The other big innovation is effective training. Western authorities wasted too many years training Afghan police one by one, teaching an officer new techniques—often beginning with basic literacy—and then sending him back to a corrupt and corrupting precinct station. Last year the westerners introduced Focused District Development, which trains every man in a police station together, while members of an elite national police squadron hold the fort in their absence. “Bring them in to train alone, they fail,” one trainer said. “Bring the group in, even if you need to trim the group because of hot urinalysis and a couple of other problems, the rest of the group succeeds.” Focused District Development is now key to a lot of other decisions about how to allocate resources in a theatre of war that’s way too big for the NATO resources at hand. Military commanders now prefer not to clear an area of Taliban unless the police in that area have gone through FDD, because they’re likeliest to be able to keep the Taliban out later.
In Kandahar, where many members of the ANP have been trained by members of Canadian police forces, Precinct 9 has doubled its rate of IED discovery this year. In Canada we only hear about IEDs when they kill our soldiers. But most victims of insurgent violence are Afghans. NATO soldiers hope the insurgents’ shift from direct military conflict, which they can’t win, to IEDs, which they can’t target, will cost them local support. “The Taliban have lost ground with the local population,” one soldier insists. “They don’t deliver any services. The only service is, ‘You pissed me off so I’m going to hang you from a lamp post.’ ”
But some Western authorities think even a U.S.-reinforced NATO contingent and a swiftly improving Afghan army and police corps won’t be enough to end the standoff with the insurgents. That has some senior NATO officers mulling a dangerous and controversial option: recruiting and arming local tribal militias to help out. There is no formal plan along these lines, but we heard the option discussed at senior levels of the NATO leadership.

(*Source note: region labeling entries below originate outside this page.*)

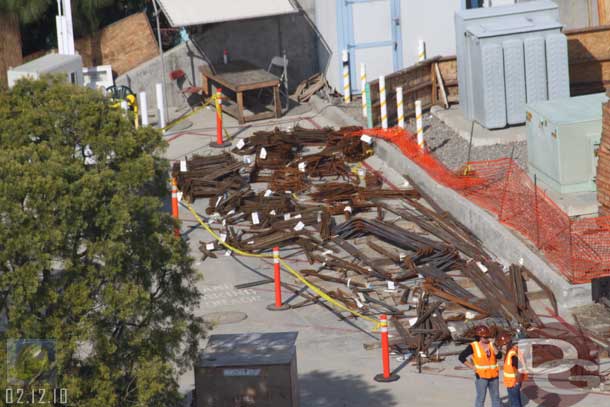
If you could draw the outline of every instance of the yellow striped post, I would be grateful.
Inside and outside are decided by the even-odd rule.
[[[360,64],[360,89],[362,90],[362,117],[366,117],[368,114],[368,108],[366,106],[366,65]]]
[[[417,47],[417,61],[422,62],[426,60],[426,43],[424,40],[419,40]]]
[[[417,123],[417,145],[424,149],[424,120],[421,112],[421,100],[415,101],[415,121]]]
[[[381,105],[381,127],[388,128],[388,105],[385,100],[385,76],[379,77],[379,103]]]
[[[405,107],[402,102],[402,86],[396,88],[396,117],[398,117],[398,127],[405,128]]]
[[[343,101],[350,103],[352,101],[351,84],[349,80],[349,52],[343,50]]]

We also heard it contested, especially in the south, where tribal affiliations are infernally complex. Arming or paying one faction could have repercussions nobody could predict or control. “On a scale from smart to dumb,” one officer said, holding his hands apart in front of him, “arming the tribes is over here.” He nodded at the “dumb” end of his scale.
If anything, it was harder after this trip to measure the room for optimism in Afghanistan than it was a year ago. The civilian and military resources Canada and its allies are deploying far exceed anything we have put to the task before. Reinforcements are on the way. But the challenge is growing too.
Meanwhile, soldiers keep dying. One of the many who have had to become authorities on that subject is Warrant Officer Colin Clansey. The compact, thoughtful 33-year-old believes he is the first bagpiper deployed to a combat theatre in that role by the Canadian Forces since the Second World War. Since only two soldiers at Kandahar Air Field know how to play the pipes—the other is a truck driver Clansey used to teach—they have been kept busy playing at the ramp ceremonies when transport aircraft fly soldiers’ remains home. Not only to Canada, but to the U.S., Britain, Australia. Clansey has played at 25 ramp ceremonies in his nine months at Kandahar.
Soldiers from every country come, if their operational duties permit, to attend the ramp ceremonies. When the three who died on Dec. 5 went home, 2,000 of their comrades were on hand. Clansey sometimes plays Amazing Grace or songs associated with specific regiments, but this time he played a new song he wrote in November, Task Force Kandahar. “It’s a funeral march, so it’s very sombre at the start,” he said. “But as it progresses, I tried to give it a more positive tone, so it has elements of hope and joy at the end. As if to express the hope that all this isn’t in vain.”